Five days after the sweep, ACT UP issued a response in which they called for the resignation of the San Francisco Chief of Police Frank Jordan, a plan for public accountability, and disciplinary actions against officers who had been involved. The SFPD responded to the sweep by either suspending, demoting, or reassigning some of the officers who had been involved. Chief Jordan reprimanded Deputy Chief Frank Reed, who was head of the SFPD's Patrol Bureau, and Captain Richard Fife was moved to the Traffic Bureau. Jordan was also going to demote Deputy Chief Jack Jordan, his brother, but Jack resigned before he could do so. Captain Richard Cairns, who had been the tactical squad leader on the night of the sweep, was placed on administrative duty and later suspended from the SFPD for beating several protestors with his nightstick. Cairns objected to the suspension and later sued the city for its handling of his disciplinary case, arguing that he had acted in self-defense. The SFPD also made changes to its guidelines regarding their liaisons to the LGBT community after the event. According to the GLBT Historical Society, the disciplinary hearings "revealed the weakness of the city’s civilian police oversight system", and they said that protests from the LGBT community regarding police accountability for the sweep would continue for the next three years.

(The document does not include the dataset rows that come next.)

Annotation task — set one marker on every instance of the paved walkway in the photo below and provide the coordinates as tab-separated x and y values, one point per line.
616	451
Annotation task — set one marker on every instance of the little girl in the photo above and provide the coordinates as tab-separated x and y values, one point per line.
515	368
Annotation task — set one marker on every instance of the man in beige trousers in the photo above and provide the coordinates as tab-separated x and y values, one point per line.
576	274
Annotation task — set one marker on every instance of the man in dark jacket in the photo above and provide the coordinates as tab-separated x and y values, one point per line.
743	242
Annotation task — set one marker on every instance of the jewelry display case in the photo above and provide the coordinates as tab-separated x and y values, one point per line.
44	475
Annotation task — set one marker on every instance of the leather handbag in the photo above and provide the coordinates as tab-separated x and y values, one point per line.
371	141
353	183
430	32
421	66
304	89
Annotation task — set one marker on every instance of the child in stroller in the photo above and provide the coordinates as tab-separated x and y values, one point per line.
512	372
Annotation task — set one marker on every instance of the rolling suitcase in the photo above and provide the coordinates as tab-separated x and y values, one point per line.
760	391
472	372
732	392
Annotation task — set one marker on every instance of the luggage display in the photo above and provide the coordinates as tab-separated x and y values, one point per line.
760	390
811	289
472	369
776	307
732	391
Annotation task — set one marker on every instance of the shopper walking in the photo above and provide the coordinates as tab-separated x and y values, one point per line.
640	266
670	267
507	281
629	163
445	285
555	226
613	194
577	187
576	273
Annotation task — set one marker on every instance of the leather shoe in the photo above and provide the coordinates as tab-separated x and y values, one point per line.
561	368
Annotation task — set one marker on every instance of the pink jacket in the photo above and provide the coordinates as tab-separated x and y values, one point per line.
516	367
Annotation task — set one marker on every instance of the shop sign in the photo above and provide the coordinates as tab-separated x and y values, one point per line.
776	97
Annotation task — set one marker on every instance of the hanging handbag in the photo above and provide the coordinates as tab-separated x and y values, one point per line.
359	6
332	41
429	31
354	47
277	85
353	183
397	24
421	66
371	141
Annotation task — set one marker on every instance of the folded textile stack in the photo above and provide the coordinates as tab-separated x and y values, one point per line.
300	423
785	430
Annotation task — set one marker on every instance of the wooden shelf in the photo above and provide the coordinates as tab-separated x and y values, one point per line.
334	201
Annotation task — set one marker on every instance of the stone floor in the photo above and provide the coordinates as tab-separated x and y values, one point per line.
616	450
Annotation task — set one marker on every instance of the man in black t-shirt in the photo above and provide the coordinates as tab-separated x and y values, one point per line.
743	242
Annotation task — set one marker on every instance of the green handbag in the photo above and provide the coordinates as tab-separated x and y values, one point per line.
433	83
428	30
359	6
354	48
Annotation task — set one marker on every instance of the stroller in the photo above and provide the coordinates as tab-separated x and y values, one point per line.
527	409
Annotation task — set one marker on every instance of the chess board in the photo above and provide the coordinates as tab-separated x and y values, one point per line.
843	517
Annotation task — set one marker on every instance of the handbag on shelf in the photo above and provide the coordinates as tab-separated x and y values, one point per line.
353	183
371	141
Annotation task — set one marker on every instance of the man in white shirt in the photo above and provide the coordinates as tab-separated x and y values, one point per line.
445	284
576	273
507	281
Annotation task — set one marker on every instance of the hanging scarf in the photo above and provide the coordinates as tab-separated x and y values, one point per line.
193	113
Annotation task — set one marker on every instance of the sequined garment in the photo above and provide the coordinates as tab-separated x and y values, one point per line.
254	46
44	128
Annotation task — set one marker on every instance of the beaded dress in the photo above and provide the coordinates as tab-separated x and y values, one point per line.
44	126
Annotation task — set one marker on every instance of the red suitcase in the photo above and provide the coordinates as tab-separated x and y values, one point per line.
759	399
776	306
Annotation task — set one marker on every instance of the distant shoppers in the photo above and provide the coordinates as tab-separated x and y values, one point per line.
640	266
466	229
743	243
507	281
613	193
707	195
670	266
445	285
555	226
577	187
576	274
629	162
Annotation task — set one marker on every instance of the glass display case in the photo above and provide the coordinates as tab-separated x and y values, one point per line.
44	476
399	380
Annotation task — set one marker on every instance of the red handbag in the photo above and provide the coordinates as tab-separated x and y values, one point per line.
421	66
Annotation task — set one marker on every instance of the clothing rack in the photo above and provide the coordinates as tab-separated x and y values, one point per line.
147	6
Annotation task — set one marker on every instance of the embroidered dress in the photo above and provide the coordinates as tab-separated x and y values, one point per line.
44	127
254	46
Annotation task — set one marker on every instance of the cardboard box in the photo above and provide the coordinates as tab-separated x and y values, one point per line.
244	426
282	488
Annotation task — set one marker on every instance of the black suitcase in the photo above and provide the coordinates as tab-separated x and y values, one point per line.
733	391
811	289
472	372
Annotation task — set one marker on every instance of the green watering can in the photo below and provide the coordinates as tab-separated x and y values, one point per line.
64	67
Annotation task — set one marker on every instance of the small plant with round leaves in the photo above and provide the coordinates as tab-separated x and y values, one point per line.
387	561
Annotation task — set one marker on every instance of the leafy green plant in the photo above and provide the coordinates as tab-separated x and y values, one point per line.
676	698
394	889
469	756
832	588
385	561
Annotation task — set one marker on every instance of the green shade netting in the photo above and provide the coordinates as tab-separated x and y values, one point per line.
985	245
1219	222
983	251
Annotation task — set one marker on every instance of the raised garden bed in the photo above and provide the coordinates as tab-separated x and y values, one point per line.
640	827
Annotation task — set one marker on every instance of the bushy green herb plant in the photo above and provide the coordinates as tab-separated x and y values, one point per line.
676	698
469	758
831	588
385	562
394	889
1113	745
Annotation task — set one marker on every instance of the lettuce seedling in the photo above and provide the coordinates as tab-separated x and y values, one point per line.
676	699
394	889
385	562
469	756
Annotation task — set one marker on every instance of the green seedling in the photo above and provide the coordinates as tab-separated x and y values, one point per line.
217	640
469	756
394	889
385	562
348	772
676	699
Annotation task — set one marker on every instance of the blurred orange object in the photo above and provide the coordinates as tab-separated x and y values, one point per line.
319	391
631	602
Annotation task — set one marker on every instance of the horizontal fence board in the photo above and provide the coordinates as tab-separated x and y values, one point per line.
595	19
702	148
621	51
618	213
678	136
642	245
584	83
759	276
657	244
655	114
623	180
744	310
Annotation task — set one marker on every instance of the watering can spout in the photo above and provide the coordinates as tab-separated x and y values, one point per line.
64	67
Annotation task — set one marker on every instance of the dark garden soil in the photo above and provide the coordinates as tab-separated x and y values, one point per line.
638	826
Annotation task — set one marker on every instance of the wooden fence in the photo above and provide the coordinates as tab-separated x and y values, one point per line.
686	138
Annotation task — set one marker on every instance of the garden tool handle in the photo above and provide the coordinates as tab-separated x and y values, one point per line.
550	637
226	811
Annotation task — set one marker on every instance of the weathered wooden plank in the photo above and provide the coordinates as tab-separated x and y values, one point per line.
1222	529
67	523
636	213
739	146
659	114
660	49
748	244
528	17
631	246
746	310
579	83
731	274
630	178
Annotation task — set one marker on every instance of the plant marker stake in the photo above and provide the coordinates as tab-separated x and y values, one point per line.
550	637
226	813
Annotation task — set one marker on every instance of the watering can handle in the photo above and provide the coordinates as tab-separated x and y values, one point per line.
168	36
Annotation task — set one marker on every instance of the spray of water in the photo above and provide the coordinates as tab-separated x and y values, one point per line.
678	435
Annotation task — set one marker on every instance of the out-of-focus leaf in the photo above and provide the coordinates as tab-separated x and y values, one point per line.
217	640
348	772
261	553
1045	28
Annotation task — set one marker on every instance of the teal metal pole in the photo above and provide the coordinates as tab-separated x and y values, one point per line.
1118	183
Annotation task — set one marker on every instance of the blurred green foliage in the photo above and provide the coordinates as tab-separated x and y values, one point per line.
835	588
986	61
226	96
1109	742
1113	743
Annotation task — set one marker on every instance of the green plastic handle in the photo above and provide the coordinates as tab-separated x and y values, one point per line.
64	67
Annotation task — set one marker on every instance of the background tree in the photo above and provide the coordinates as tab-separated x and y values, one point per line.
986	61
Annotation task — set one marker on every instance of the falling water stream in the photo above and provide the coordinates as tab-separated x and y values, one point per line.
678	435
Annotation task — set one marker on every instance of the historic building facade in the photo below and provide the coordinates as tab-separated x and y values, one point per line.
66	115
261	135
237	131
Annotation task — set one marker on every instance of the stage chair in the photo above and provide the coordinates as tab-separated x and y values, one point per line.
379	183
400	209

Several protestors received payments from the city due to damages sustained in the sweep, as a group of citizens who had been present at the sweep later sued the city and settled out of court, with the city paying out about $200,000. (Note: Several articles published by the Bay Area Reporter state that the city paid out $200,000. However, a 2019 article published by the GLBT Historical Society gives the number as "some $250,000 in settlements".)

=== Later history ===
Since the event, the GLBT Historical Society has held several panel discussions about the sweep and its aftermath, including one on the 20th anniversary of the sweep in 2009 and another on the 30th anniversary in 2019. A vigil was held at the site of the sweep on the 25th anniversary in 2014. Speaking about the impact of the sweep in 2019, assistant editor John Ferrannini of the Bay Area Reporter wrote that "The Castro Sweep deepened divisions between the LGBT community and the police, which had already been frayed by decades of harassment in bars, the assassination of gay Supervisor Harvey Milk by former police officer and disgruntled ex-supervisor Dan White in 1978, and the subsequent White Night riots the following year". In 2014, when asked by the Bay Area Reporter if another incident such as the sweep could occur, San Francisco Police Chief Greg Suhr stated, "I would say very, very plainly 'Not on my watch.' That's a phrase we use in the police department when we say we're committed to something just absolutely not happening. ... We're a different police department".

Several historians have theorized about the rationale for the police action on the night of the sweep. According to Hobson, the sweep may have been in retaliation for a September 1989 event held by another AIDS-advocacy group at the San Francisco Opera. Additionally, it may have been caused by ACT UP's opposition to Mayor Agnos's plans for a new baseball stadium in the city. In a 2002 article, Koskovich stated that, six months prior to the sweep, ACT UP members had chased police officers out of the Castro District during the funeral of AIDS activist Terry Sutton, which may have led to a police reprisal on October 6.